Jordan's Ministry of Energy and Mineral Resources is inviting international power firms to submit proposals to build a power plant by tapping the country's huge oil shale reserves, industry officials said on Tuesday.
Interested global firms must submit by May 31, 2001, their technical and financial proposals to build the oil shale fired power plant using direct combustion technology on a Build Own and Operate (BOO) basis, they said.
The proposals for constructing the 100-300 megawatt plant at the Sultani area in the south of the kingdom, where known large reserves of oil shale exist, should include the project's detailed layout.
Total shale reserves of oil are officially estimated at about 40,000 million tones.

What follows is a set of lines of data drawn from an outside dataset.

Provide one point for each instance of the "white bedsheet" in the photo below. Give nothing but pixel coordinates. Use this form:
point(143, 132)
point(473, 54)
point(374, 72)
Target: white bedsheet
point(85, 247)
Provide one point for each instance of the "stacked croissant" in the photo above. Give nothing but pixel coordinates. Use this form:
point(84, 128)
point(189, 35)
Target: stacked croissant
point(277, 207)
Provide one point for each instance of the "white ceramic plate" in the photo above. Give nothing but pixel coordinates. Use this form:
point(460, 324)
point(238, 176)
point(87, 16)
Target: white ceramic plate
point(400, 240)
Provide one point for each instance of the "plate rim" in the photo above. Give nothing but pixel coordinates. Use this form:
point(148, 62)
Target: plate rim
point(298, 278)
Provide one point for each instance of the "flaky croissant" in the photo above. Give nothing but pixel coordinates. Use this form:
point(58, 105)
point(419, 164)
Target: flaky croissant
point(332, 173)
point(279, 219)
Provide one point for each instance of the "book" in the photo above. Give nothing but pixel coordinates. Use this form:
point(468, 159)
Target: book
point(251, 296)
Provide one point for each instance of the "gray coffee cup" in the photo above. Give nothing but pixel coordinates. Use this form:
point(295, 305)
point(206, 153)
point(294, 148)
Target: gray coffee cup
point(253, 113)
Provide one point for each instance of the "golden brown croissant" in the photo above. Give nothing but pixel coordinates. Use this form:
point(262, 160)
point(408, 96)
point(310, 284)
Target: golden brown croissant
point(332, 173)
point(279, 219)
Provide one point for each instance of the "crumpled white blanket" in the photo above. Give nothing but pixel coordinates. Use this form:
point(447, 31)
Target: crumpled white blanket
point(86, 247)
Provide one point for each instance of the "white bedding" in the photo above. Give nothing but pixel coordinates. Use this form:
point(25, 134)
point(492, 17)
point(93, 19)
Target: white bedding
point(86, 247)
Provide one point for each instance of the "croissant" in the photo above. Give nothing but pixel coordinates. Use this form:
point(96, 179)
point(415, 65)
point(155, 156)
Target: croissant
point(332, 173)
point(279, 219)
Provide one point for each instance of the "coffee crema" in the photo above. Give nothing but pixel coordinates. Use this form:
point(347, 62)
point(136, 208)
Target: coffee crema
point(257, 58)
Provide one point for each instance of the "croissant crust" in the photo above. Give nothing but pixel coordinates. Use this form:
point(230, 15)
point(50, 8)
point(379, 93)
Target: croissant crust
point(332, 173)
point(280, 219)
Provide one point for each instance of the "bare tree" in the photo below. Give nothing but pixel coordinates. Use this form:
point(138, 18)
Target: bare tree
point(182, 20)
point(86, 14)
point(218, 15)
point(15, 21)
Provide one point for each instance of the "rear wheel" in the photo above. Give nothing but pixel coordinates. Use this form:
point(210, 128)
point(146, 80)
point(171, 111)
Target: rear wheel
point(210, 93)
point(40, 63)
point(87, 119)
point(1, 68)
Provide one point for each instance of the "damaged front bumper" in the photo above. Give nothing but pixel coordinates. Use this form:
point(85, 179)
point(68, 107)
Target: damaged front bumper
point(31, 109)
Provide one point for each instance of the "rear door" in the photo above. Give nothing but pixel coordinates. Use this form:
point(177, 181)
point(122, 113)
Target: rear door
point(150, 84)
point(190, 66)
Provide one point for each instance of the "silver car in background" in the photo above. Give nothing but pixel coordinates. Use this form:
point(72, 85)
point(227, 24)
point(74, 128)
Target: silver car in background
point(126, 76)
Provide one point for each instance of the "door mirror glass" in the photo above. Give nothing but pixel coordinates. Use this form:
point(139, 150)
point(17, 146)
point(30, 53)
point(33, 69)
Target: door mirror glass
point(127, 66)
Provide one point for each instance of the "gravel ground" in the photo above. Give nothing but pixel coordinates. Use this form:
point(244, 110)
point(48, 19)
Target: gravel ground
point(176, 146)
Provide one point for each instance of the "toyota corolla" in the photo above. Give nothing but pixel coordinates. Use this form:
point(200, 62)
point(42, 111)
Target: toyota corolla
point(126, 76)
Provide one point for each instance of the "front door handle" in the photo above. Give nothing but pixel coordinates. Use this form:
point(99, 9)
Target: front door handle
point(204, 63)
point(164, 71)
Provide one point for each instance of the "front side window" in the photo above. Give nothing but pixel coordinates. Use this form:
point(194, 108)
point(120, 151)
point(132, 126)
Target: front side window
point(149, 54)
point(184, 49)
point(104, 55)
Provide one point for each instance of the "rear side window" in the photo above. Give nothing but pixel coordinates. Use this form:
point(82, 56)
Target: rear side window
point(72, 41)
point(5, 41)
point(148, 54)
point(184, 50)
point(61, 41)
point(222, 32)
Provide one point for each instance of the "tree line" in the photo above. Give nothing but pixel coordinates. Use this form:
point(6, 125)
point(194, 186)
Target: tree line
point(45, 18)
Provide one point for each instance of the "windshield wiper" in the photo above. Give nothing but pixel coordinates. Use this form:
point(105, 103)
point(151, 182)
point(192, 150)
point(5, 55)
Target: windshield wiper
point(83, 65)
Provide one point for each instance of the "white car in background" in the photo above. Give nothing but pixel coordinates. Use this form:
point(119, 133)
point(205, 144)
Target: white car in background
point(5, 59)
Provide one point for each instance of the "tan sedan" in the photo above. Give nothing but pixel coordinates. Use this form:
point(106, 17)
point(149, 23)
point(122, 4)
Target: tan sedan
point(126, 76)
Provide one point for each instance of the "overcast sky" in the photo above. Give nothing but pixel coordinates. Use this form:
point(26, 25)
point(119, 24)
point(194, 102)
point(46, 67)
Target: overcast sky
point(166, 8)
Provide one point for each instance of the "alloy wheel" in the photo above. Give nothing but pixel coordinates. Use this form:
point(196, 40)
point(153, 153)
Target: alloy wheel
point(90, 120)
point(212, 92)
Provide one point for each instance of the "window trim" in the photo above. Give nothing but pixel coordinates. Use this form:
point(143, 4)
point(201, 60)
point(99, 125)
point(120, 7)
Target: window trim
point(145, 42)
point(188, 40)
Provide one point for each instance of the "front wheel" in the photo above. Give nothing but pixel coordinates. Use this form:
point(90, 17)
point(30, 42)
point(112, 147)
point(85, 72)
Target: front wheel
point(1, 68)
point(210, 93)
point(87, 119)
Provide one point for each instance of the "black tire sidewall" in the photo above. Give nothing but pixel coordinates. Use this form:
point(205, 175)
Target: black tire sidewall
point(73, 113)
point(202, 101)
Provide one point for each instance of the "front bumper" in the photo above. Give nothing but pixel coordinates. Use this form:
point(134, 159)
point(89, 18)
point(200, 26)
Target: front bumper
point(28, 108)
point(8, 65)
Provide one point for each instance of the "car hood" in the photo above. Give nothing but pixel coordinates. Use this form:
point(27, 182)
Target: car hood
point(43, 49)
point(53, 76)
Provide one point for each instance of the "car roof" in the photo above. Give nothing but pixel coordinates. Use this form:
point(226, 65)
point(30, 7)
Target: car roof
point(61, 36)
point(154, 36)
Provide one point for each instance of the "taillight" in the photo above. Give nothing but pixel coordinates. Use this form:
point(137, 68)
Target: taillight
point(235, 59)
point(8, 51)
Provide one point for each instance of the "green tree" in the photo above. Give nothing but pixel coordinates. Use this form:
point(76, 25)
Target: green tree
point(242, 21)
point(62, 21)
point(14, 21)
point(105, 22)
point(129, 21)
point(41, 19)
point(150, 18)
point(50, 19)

However, the high cost of extraction has prevented any exploitation of these substantial reserves.
Energy officials said the selected firm would be required to arrange the financing, construction, operation and maintenance of the power plant that would sell electricity to the partially privatized National Electric Power Company (NEPCO).
Canadian Suncor Energy was granted in September 1999 a 12-month exclusivity period to negotiate a project to develop oil shale reserves in the Lejun area in the south.
Officials say the two sides are still trying to reach an accord to build a $4.2 billion mega project over four phases that is targeted to end by 2012.
The initial three-year phase of the project was earmarked to produce 17,000 barrels a day starting from 2006 at a cost of around $400 million, energy officials said.
Output would then increase to 67,000 barrels per day (bpd) within five years and 210,000 bpd after eight years.
No commercial quantities of oil have been discovered in Jordan despite extensive seismic studies undertaken by foreign oil firms since the early 1980s.
Jordan's crude oil requirements are now being met by Iraq which supplies the Kingdom with all its needs.